Mon équipe support est à ce moment-là primordiale pour me soutenir et me booster. Mon coach Jérôme est en contact direct avec Élise pour me motiver et me donner des conseils. Je suis descendu à la 173e place pendant une période mais à force de volonté, de chocolat, de gommes et de coca je remonte des athlètes. Je pose le vélo en 163e en 7h14. De mon côté je suis déçu mais ma team est contente car eux ont le classement exact et pas moi.
Zombie Hill puis le Gaustatoppen
Transition rapide en 2’30 mn, toujours en compagnie de ma chérie, avec une seule chose en tête: gagner au moins cinq places. J’enfile mon t-shirt pendant qu’Elise fait mes lacets. C’est parti pour 42 km de course à pied et 1816 m de dénivelé positif. Je suis confiant car c’est mon point fort et au bout de 10 km je suis 151e. Je me dit « maintenant je gère ». Oui mais voilà, retour des problèmes intestinaux et la valse recommence, je rechute au classement. À ce moment-là, je reste confiant même si je sais que la marge est faible. Les problèmes s’estompent et je ne marche pas, le rythme est plus bas mais j’avance. Mon équipe support est toujours présente et ma chérie me met directement la nourriture dans la bouche. Je remarque que devant les concurrents craquent et qu’ils marchent beaucoup. J’arrive au pied de Zombie Hill au 25e km, et on m’annonce que je suis 133e, nickel. À partir de là, Elise enfile son sac Camelback, chocolat et bouteille d’eau en main prête à en découdre à mes côtés. Je me retrouve aussi avec un autre Français, Benjamin, et son support-runner. On attaque les 7 km les plus raides tous ensemble, ça monte en permanence, minimum 7% et on continue à doubler un maximum de concurrents. Le rythme est soutenu mais l’ambiance est au top grâce à l’engouement de nos support-runner qui ne nous lâchent pas pour qu’on garde le rythme.
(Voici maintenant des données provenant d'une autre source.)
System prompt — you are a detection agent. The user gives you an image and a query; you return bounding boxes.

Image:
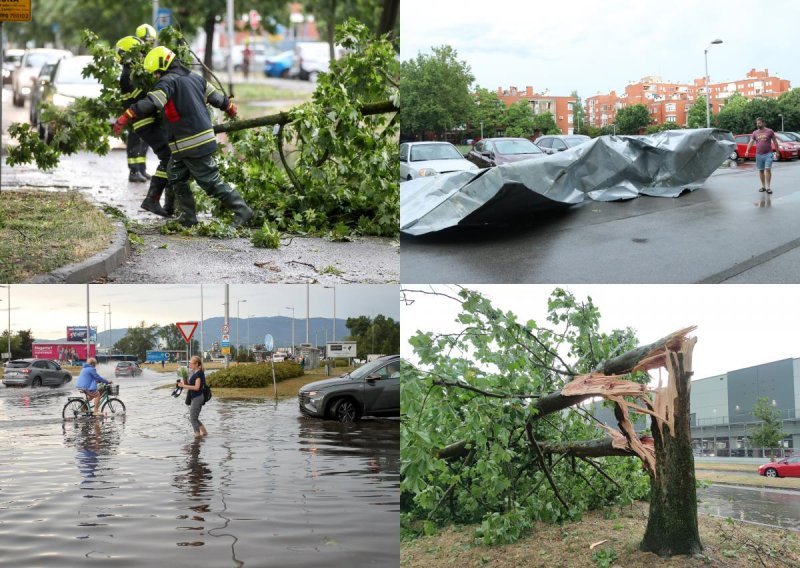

Le cut off temps et classement se situent au 32,5km. On sait qu’il n’y a que les 160 premiers qui iront au sommet. Benjamin et moi ressentons un sentiment bizarre: on stresse tout le temps de notre classement alors qu’on fait que reprendre des places. On arrive enfin proche de la tente et là on m’annonce que je suis 121e, quel bonheur !!! Je retrouve le reste de mon équipe. Je tombe dans les bras d’Elise. Beaucoup de larmes et d’émotions car ça y est je suis dans les 160premiers après toutes mes galères. Elise me recadre car la course n’est pas finit. Direction le sommet du Gaustatoppen, il reste encore 10 km à faire. Élise est toujours avec moi, Bertrand nous rejoint. On finira la course à trois. J’ai tellement donné que je suis à bout.
La délivrance
Premier objectif, les 37,5 km qui sont sur route mais toujours en montée. On y va en marchant, je me plains car je suis fatigué mais mes deux supers support-runner me booste et on marche, aucun arrêt. Elise et Bertrand me force à manger et boire. On arrive enfin au pied de la montée pour les 5 derniers kilomètres d’ascension. Un membre du staff vérifie mon matériel et ma lucidité pour s’assurer de ma capacité à grimper jusqu’au sommet. Tout est ok, on fait quelques photos pour immortaliser le moment et on est parti. C’est d’abord du chemin avec des pierres et ensuite que des rochers, il faut beaucoup de temps pour monter. J’ai tellement donné pour arriver jusqu’au 32,5 km qu’à ce moment précis je suis cuit et pourtant c’est bientôt finit, mais j’en ai vraiment marre… Sans mon équipe support, je ne sais pas si j’aurais eu le courage de finir. Je tape dans les pierres, je n’ai plus de jus mais je sais que je n’ai pas le droit de lâcher. Je ne sais plus si je double ou si on me double. Comme dirait Élise, je suis en mode robot. Elise devant, Bertrand derrière et ça tourne. Moi je suis au milieu et je regarde dans le vide car j’ai l’impression que le sommet n’arrive jamais. Enfin, après tant d’efforts, après ces douleurs physiques, on arrive sur la dernière crête et un membre du staff me félicite et me dit de passer devant mes support-runner. On grimpe encore, on monte des marches, je suis encore lucide pour profiter du moment, on tourne à droite et ce sont les dernières marches avant l’arrivée finale. Je prends la main d’Elise, Bertrand immortalise le moment en photo et on passe la ligne d’arrivée en montant sur le tapis ! Quelle émotion, j’y crois pas !!! On tombe tous dans les bras des uns et des autres. On pleure ensemble, on lache la pression, la fatigue. Je ressens de la fierté et de l’émotion dans chacun d’entre nous. Un moment inoubliable !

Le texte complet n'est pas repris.